A verdadeira comparação que se pode fazer é, pois, com a lagosta e o lavagante. Só que o cavaco não tem o glamour da lagosta nem o arreganho marialva do lavagante. Às grandes antenas de qualquer dessas espécies, o cavaco contrapõe dois trambolhos arredondados que parecem coutos feitos em cirurgia de guerra. Carece também das imponentes pinças daquelas duas espécies. Tais características não podiam deixar de ter as suas consequências e o cavaco sente-se vulnerável e perseguido.
Não dispondo de segurança bastante, aloja-se e vive em concavidades rochosas e pequenas cavernas (e, como o homem sabe por experiência, a caverna não é um ambiente adequado à sofisticação do comportamento).
A carapaça é bastante rígida, o que mais lhe dificulta os movimentos do que o protege dos seus perseguidores. Avisa a FAO que está florestada de pêlos curtos, o que não me parece constituir um problema (ou, pelo menos, não é problema meu).
A cor é castanha, mas Lyons, numa comunicação de 1982 (cit. in H.R.M., ibidem) descobriu que há uma fugaz fase anterior em que é laranja.
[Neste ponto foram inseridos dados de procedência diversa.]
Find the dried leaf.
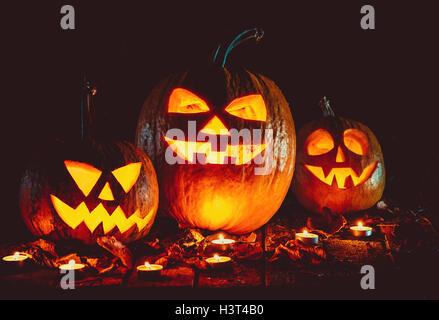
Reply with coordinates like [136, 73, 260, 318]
[238, 232, 257, 243]
[233, 243, 263, 260]
[189, 229, 204, 243]
[97, 236, 133, 268]
[269, 241, 326, 265]
[154, 256, 169, 268]
[307, 207, 346, 235]
[146, 238, 161, 250]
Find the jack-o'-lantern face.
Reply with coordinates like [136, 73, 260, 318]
[49, 160, 154, 235]
[20, 78, 159, 244]
[20, 141, 159, 244]
[304, 128, 378, 189]
[165, 88, 267, 165]
[293, 97, 385, 215]
[136, 67, 296, 234]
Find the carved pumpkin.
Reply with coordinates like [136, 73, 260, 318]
[136, 29, 295, 234]
[19, 81, 159, 244]
[293, 97, 385, 214]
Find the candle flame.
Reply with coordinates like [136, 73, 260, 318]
[68, 259, 76, 266]
[145, 262, 151, 269]
[13, 252, 20, 258]
[358, 222, 363, 228]
[303, 229, 308, 235]
[219, 234, 224, 240]
[214, 254, 220, 261]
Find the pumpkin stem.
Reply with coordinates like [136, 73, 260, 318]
[80, 76, 97, 141]
[319, 96, 336, 117]
[217, 27, 264, 68]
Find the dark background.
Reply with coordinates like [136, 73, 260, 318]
[2, 1, 438, 242]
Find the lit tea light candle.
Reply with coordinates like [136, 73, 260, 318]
[350, 222, 373, 237]
[1, 252, 32, 274]
[295, 229, 319, 245]
[211, 234, 235, 251]
[205, 254, 232, 269]
[59, 259, 85, 271]
[137, 261, 163, 280]
[2, 252, 28, 262]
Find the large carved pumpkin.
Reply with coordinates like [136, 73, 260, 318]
[19, 82, 159, 244]
[136, 29, 295, 234]
[293, 97, 385, 214]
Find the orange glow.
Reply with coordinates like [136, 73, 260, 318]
[50, 195, 154, 234]
[343, 129, 369, 155]
[164, 137, 266, 165]
[199, 116, 230, 136]
[305, 161, 378, 189]
[64, 161, 102, 196]
[112, 162, 142, 193]
[336, 146, 346, 163]
[224, 94, 267, 121]
[306, 129, 334, 156]
[98, 182, 114, 201]
[168, 88, 210, 114]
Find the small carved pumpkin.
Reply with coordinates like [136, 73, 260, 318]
[136, 29, 296, 234]
[293, 97, 385, 214]
[19, 82, 159, 244]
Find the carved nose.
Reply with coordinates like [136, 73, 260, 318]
[336, 146, 346, 163]
[98, 182, 115, 201]
[199, 116, 230, 136]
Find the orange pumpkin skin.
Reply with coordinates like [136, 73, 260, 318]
[19, 140, 159, 244]
[293, 100, 385, 215]
[136, 67, 295, 234]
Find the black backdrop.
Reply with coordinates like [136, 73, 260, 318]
[2, 1, 438, 242]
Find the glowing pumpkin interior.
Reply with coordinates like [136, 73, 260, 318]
[304, 129, 377, 189]
[165, 88, 267, 164]
[50, 161, 155, 234]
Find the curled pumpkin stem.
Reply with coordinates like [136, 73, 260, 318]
[213, 27, 264, 67]
[319, 96, 336, 117]
[81, 76, 97, 141]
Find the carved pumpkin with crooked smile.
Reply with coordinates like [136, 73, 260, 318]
[20, 141, 159, 244]
[19, 81, 159, 244]
[293, 97, 385, 214]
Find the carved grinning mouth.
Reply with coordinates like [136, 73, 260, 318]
[304, 161, 378, 189]
[50, 195, 154, 234]
[165, 137, 266, 165]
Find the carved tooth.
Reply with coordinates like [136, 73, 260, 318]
[331, 174, 338, 188]
[344, 175, 355, 188]
[322, 165, 333, 178]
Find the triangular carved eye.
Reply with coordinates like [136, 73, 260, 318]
[168, 88, 210, 114]
[111, 162, 142, 193]
[64, 161, 102, 197]
[225, 94, 267, 121]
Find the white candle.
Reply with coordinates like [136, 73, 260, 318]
[1, 252, 31, 274]
[2, 252, 28, 262]
[59, 259, 85, 271]
[137, 261, 163, 279]
[295, 229, 319, 245]
[350, 222, 373, 237]
[211, 234, 235, 251]
[205, 254, 232, 269]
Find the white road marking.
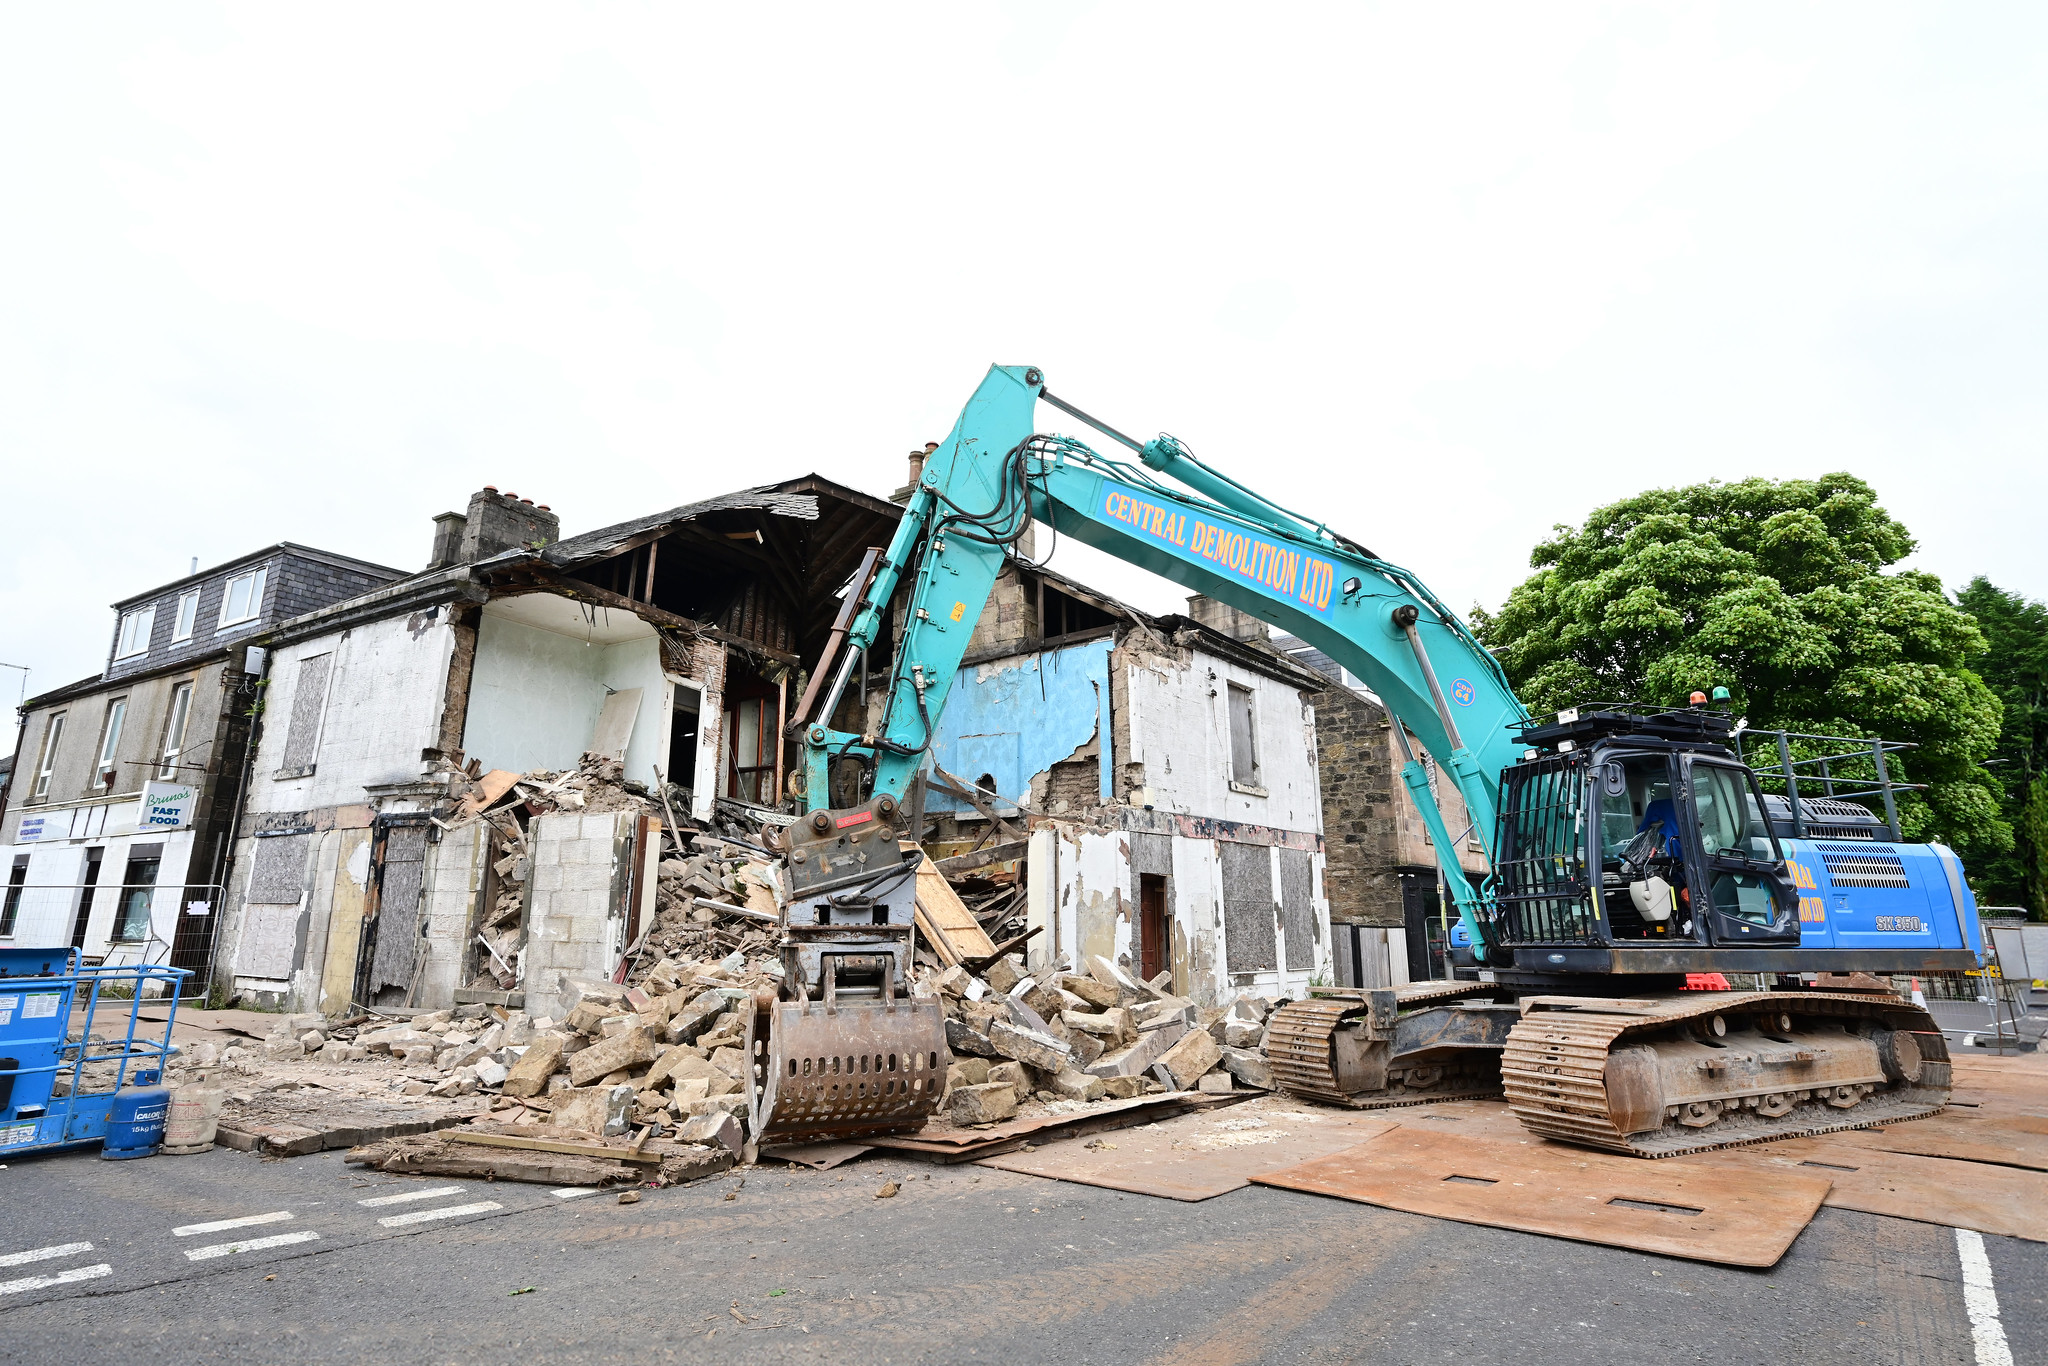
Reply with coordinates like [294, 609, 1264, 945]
[551, 1188, 596, 1199]
[0, 1264, 112, 1296]
[183, 1230, 322, 1261]
[357, 1186, 464, 1208]
[1957, 1228, 2014, 1366]
[0, 1242, 94, 1268]
[173, 1211, 294, 1237]
[377, 1200, 503, 1228]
A tese do programa da televisão a que me reporto era a de a espécie estar em perigo pela sua incapacidade de descer às profundezas adequadas e que outros crustáceos atingem. Essa inexorável superficialidade seria a sua perdição. Antes de mais, por sofrer um impacte superior da poluição das águas. Depois, pela acção de um predador específico: o mero. Um mero mero devora cavacos em série com invejável desenvoltura, desde que este ponha a cabecinha fora da gruta ou se passeie cá por fora com aqueles cinco pares de patas que não devem dar jeito nenhum para saltar barreiras. Enfim, pela pesca humana. Na Madeira, segundo Maul (H.R.M., ibidem), encontra-se extinto. (Quem diria?) Na costa nordeste de África, segundo Maigret (idem, mas não é esse) também. Em Cabo Verde subsiste, mas deixa-se apanhar por grosso em armadilhas submarinas, que cobardemente exploram a dificuldade do cavaco em entender a psicologia humana (sendo certo que a falta de antenas decentes o priva de agarrar o subtil e que a falta de pinças o impede de agarrar seja o que for). Nos Açores e nas Canárias o método predominante é o artesanal: o da pesca por mergulho. (Na esteira do que dizia De Gaulle sobre o poder político em França: não se conquista, apanha-se à mão.) H.R.M. (ibidem), sendo menos catastrofista quanto ao ritmo da extinção do cavaco, admite, contudo, que a versão dominante é a de que o número de exemplares em águas açorianas diminuiu drasticamente nos últimos anos. (E eu assumo a responsabilidade científica de afirmar o mesmo relativamente às cidades e campos de Portugal, com base em observações pessoais empíricas, mas bastante sistemáticas.)
O principal trunfo para a sobrevivência da espécie deveria consistir na capacidade de reprodução do cavaco: a postura inicia-se no fim de Junho (informação útil para meros, predadores menores e ainda outros) e pode atingir os 350 mil ovos! Só que a esmagadora maioria dos ovos se perdem. Em Portugal, em 1987, registou-se um caso único de desova incomensuravelmente maior e hoje vemos a dimensão a que pequenos predadores e outros mal-intencionados a reduziram já.
Da eclosão feliz de um ovo emerge a «larva nauplosiana». Registo o facto incidentalmente, porque tenho inúmeros amigos pessoais nessa categoria e nem eles nem eu sabíamos que têm todo o direito a usar tal título nos seus cartões de visita.
Volvendo ao fundo da questão. O cavaco será tosco ou menos grácil e brioso. Custar-nos-á que não tenha nenhum sentido épico de destino, contentando-se com a duvidosa tentativa de autoperpetuação pela desova grossista. Mas é uma criatura de Deus, um animal do nosso mundo e está em vias de extinção. Os senhores deputados, que já salvaram o lince da Malcata e o lobo ibérico, não poderão fazer nada para salvar o cavaco?
Nuno Brederode Santos, Rumor Civil, Relógio d'Água, p. 219.